世の中のさまざまな働き方を取り上げ、”自分がどんな生き方をしたいか”を考える本企画。ここでは「時間」や「自由」で働き方を選んだ2人をピックアップ。まずは子育てをしながら働く女性から。彼女の働き方は、フルタイムよりも短い「時短勤務」。通常はその分収入が減るが、裁量制など会社との契約次第では変わらぬ収入を保てる場合も。
育児優先の時短勤務
仕事にも子育てにも情熱を注ぎたい
時短勤務制度はすべての企業に義務化され、昨今は出産する女性に限らず、男性も少しずつ取得するようになってきた。
サイボウズ株式会社に勤める山口さんは2児の母。1人目の出産後に復帰してからずっと時短勤務だ。毎朝6時に起床すると、朝食を用意しながら自分と子どもの身支度を済ませ、子どもを保育園に送って10時前に出社。そこから17時までが彼女の仕事時間になる。月に数日は在宅勤務も活用して業務をこなすという。

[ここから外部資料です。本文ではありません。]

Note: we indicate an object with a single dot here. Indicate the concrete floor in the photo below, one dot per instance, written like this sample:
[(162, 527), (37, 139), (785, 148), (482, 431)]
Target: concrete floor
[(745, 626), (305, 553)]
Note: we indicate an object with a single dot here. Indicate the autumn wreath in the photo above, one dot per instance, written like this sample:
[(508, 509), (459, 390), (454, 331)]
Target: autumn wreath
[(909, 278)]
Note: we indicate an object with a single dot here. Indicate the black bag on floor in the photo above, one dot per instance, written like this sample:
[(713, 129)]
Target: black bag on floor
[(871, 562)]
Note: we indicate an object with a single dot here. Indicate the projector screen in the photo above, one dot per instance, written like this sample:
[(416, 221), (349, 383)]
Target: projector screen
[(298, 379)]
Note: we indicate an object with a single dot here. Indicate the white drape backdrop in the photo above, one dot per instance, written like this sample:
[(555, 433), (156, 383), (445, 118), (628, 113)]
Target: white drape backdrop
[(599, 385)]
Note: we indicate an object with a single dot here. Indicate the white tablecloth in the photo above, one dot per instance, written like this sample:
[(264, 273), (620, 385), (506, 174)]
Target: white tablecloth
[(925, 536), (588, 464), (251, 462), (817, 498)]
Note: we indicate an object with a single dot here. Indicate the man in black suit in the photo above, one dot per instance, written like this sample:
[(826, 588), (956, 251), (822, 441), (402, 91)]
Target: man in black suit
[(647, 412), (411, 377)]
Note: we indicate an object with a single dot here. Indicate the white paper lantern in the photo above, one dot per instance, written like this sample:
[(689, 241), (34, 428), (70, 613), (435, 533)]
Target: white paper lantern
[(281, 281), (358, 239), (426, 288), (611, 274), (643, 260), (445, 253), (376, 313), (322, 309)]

「時間の割き方は仕事が6割、家庭が4割。仕事の方が多いですが、何かあったときには、私は100%で家庭に向かいます。時短を選んだのは、子どもたちとゆっくり夕飯を食べたり絵本を読んだりして過ごす時間を確保したいと考えたときに、フルタイムでは十分な時間がとれないと思ったから。仕事と同じくらい、情熱を注ぎたいことに時間と思考を投資している感覚ですね」
強い意思が必要だが、母として、ビジネスパーソンとして自分を輝かす彼女の選択は、実に魅力的に映る。
この働き方の良いところ
限られた時間を最大限に活用できる
「時短勤務を選ぶことで、時間を自分で配分してコントロールできるようになりました。また、日々限られた時間の中で、できることを最大限に行うため、仕事の生産性も上がったと思います。6時間でも仕事はできるものだと実感しました。育児に手がかからなくなったらフルタイムに戻しますが、それでも毎日20時まで残業するというようなスタイルになることはない。

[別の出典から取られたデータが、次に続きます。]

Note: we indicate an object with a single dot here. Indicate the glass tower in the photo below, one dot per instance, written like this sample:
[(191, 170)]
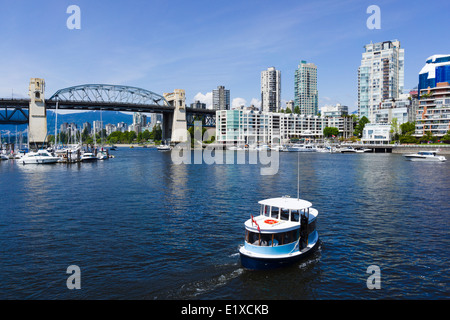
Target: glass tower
[(306, 95), (436, 69), (380, 76)]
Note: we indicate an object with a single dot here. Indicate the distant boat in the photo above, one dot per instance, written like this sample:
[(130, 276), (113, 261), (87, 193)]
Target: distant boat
[(300, 147), (88, 156), (348, 150), (101, 155), (164, 147), (424, 156), (39, 157)]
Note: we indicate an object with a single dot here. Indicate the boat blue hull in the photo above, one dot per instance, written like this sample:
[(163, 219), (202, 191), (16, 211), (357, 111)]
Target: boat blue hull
[(264, 264)]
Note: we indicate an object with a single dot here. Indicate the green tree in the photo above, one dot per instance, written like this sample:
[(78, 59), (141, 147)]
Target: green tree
[(407, 127), (446, 137), (360, 126)]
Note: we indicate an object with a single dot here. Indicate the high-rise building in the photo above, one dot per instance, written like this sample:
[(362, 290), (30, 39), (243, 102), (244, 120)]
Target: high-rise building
[(306, 95), (380, 76), (198, 105), (270, 90), (221, 98), (434, 111), (436, 69)]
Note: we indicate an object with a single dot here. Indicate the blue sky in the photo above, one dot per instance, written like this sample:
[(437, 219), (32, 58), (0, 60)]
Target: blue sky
[(198, 45)]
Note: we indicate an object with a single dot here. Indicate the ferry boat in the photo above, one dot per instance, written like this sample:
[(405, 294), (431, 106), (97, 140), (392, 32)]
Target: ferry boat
[(39, 157), (424, 156), (88, 156), (300, 147), (284, 232), (163, 147)]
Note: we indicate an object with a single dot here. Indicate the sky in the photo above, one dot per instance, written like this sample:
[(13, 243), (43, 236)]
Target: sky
[(198, 45)]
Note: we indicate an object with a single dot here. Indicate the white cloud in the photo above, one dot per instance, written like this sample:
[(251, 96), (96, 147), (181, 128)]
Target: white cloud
[(204, 98), (237, 102)]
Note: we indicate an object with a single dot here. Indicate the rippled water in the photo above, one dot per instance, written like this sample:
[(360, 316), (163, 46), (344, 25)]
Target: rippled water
[(141, 227)]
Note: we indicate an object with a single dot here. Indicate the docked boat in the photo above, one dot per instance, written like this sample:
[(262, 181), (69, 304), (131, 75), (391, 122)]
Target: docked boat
[(102, 155), (284, 232), (348, 150), (163, 147), (300, 147), (424, 156), (39, 157), (279, 148), (88, 157)]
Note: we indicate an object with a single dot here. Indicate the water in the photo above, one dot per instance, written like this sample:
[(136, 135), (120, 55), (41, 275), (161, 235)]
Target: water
[(141, 227)]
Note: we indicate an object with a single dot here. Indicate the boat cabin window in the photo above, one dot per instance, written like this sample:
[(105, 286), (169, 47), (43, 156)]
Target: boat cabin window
[(271, 239)]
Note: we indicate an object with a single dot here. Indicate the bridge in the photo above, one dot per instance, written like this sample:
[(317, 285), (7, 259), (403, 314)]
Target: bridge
[(176, 116)]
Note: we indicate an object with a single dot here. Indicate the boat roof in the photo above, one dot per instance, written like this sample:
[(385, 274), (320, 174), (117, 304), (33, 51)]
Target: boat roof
[(286, 203)]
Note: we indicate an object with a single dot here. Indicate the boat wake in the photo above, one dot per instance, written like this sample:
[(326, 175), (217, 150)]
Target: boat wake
[(196, 288)]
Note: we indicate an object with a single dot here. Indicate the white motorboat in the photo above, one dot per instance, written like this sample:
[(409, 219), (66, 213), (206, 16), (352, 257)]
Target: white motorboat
[(284, 232), (101, 155), (424, 156), (88, 156), (39, 157), (279, 148), (164, 147), (300, 147), (348, 150)]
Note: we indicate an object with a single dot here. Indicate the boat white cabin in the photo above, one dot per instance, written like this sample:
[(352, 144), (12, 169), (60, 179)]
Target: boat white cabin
[(282, 233), (424, 156), (88, 156), (300, 147), (164, 147), (39, 157)]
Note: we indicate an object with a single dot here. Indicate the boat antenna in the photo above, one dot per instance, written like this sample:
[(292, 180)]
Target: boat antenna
[(298, 175)]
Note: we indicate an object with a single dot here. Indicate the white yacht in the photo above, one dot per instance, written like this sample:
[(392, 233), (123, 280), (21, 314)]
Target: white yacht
[(39, 157), (300, 147), (284, 232), (102, 154), (424, 156), (88, 156), (163, 147)]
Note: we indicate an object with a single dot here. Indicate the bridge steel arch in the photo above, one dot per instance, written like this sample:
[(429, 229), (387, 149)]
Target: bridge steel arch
[(103, 95)]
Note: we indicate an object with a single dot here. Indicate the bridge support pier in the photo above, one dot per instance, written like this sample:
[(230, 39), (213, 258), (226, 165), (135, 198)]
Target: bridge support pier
[(37, 114), (177, 99)]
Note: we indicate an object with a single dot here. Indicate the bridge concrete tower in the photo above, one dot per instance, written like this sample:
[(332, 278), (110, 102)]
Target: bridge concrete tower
[(175, 125), (37, 114)]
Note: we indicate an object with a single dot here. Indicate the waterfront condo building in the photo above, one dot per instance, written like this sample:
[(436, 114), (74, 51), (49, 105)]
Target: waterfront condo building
[(380, 76), (252, 127), (305, 90), (221, 98), (436, 69), (271, 90), (433, 115), (337, 116)]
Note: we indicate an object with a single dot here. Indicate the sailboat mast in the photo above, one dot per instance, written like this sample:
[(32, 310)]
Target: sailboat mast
[(56, 125)]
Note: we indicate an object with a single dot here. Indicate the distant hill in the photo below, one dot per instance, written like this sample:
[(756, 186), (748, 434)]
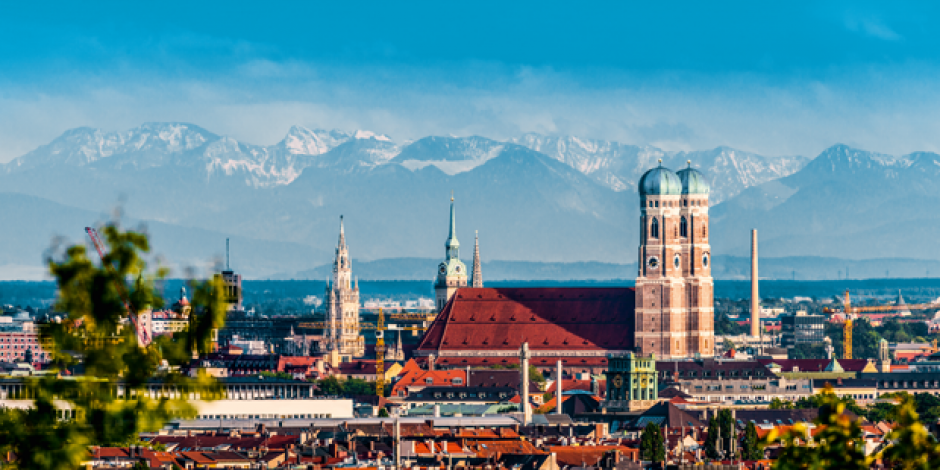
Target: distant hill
[(800, 268), (566, 205)]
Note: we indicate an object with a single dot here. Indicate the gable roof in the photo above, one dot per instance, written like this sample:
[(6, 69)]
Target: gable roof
[(546, 318)]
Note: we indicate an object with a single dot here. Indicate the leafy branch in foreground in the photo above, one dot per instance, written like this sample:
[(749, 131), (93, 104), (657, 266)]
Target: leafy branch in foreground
[(106, 402)]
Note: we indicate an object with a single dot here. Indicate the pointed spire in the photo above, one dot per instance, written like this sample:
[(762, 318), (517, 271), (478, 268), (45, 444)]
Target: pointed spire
[(477, 270), (452, 244)]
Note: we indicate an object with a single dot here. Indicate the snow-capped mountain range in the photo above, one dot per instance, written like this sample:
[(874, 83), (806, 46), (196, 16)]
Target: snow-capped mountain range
[(532, 198)]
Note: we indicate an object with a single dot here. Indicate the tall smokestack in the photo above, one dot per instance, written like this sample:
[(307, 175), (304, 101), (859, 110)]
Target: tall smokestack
[(524, 370), (755, 296)]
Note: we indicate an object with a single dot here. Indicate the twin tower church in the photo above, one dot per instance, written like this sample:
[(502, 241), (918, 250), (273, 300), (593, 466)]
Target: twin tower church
[(668, 313)]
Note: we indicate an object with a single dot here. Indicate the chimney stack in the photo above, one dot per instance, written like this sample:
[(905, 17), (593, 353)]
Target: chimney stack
[(755, 296), (524, 370)]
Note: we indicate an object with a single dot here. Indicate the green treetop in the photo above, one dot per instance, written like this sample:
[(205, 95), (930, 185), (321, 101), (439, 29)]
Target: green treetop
[(95, 333)]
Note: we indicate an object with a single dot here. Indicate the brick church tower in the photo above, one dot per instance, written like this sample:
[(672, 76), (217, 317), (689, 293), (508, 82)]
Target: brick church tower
[(674, 288)]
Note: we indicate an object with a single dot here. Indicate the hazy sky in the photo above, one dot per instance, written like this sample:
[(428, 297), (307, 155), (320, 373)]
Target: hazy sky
[(777, 78)]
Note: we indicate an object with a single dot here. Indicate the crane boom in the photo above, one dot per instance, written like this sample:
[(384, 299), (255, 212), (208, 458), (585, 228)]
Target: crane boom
[(143, 338)]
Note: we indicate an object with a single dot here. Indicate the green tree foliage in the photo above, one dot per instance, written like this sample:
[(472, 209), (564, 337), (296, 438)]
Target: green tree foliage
[(912, 446), (778, 404), (751, 448), (839, 441), (140, 465), (721, 425), (652, 444), (95, 332)]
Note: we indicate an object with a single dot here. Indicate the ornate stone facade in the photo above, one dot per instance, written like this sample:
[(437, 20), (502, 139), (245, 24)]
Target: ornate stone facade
[(631, 382), (452, 273), (674, 287), (343, 305)]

時短勤務は、育児や介護など自分以外の誰かの存在があって取得する方が多いと思いますが、『アフタースクールに通いたい」など自分自身のために制度を利用するのもいいと思います。それは、働き方に対する個人の選択のひとつだと思いますので」
この働き方の大変なところ
“時間が足りていない感覚”がある
「1つ目は、それ相応に給与が減るところです。2つ目は、いくら業務時間内の生産性が上がったとはいえ、仕事と家庭のどちらに対しても”時間が足りていない感覚”があるところ。仕事が終わらないときは、家に帰ってから、食事をとる子どもの横でパソコンを開くこともありますし、寝かしつけた後、夜中に起きて3時間ほど仕事をして、また寝るという日もあります(笑)。
また、遠方への出張や絶対にキャンセルできない仕事などは受けづらいですね。それでも、私の仕事は営業や広報のように来客が頻繁にあったりする職種ではありませんので、時短勤務との相性はいいと思います」
「時間」で選ぶ働き方の傾向(時短勤務)
続いて、フリーランスで仕事をする、いわゆる個人事業主。中でも、カフェであればどこでもPCを持ち込み仕事をする”遊牧民”のようなスタイルの人たちは、「ノマドワーカー」と呼ばれることも。営業、実務、会計など仕事にかかわることはすべて自分で行う。サラリーマンと比べて事務は増えるが、どんな仕事をし、いつ働き、いつ休もうが自分の勝手だ。
フリーランス/ノマドワーカーの良いところ
とにかく時間とエネルギーを自由に使える
企業の利益を優先して労力を注いだ対価として給与をもらうサラリーマンとは違い、拘束時間や仕事内容にも制限はない。自分の興味があること、やりたい仕事だけをできるのだ。昇給、出世といったサラリーマンならではのルールからも解き放たれるため、稼ごうと思ったらいくらでも稼げる。
また、土日祝日関係なく休暇をとれることも魅力。フリーランスのなかには、繁忙期を外して海外旅行を行く人が結構いるが、賢いお金と時間の使い方だといえよう。
フリーランス/ノマドワーカーの大変なところ
あらゆることに保証がない
極端な話、自ら行動しなければまったく仕事が生まれず、収入も入ってこない。また、仕事が多い月、少ない月といった具合に仕事の量が月によってバラバラになることも多く、たくさん仕事をしたからといって”月収”という面では安定しないことが多い。
それを回避するために、企業と定期の仕事を契約すると、今度は時間や身体が拘束されてしまう……というジレンマも。とにかく自分の裁量によって大きな差が出てしまう働き方だ。